Les retraites

Huffpost - Ces régimes spéciaux autonomes contre la réforme des retraites

Septembre 2019, par Info santé sécu social

Ce lundi 16 septembre, avocats, pilotes de ligne ou encore médecins libéraux se mobilisent contre la réforme des retraites.
Par Romain Herreros

RETRAITES - Lorsque la fin des “régimes spéciaux” est évoquée, on entend surtout les exemples de la RATP ou de la SNCF, et beaucoup moins celui des avocats, des pilotes de ligne, des médecins libéraux ou encore des orthophonistes. Pourtant, ce lundi 16 septembre, ce sont bien ces professions libérales qui se mobilisent pour protester contre la réforme des retraites.
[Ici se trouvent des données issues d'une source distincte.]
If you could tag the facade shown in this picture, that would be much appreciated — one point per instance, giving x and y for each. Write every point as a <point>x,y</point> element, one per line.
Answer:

Une manifestation est notamment prévue dans l’après-midi à Paris, place de l’Opéra. “On s’attend à une mobilisation extrêmement forte, avec la quasi-totalité des barreaux en grève et des trains entiers d’avocats qui monteront vers Paris”, a déclaré jeudi 12 septembre Christiane Feral-Schuhl, présidente du Conseil national des barreaux.

Les syndicats de pilotes de ligne, hôtesses et plusieurs organisations de médecins, infirmières et kinés ont également annoncé qu’ils se joindraient au mouvement. Dans une tribune publiée dans le JDD dimanche 15 septembre, ces professionnels réunis au sein du collectif SOS Retraites martèlent un message clair : “ne touchez pas à nos retraites”. Car, disposant d’un statut particulier fonctionnant avec des caisses autonomes, ces professions s’estiment lésées par le caractère universel de la réforme portée par le gouvernement. Explications.

Autonomie
C’est là le cœur du problème. Ces professions libérales disposent de leurs propres caisses de retraites et en organisent la gestion. Or, et c’est là le sens de la réforme promue par l’exécutif, il est question de mettre un terme à tous les régimes spéciaux, pour des questions d’économie, le système général étant (très) déficitaire. Ce qui est très loin d’être le cas pour les caisses de ces professions.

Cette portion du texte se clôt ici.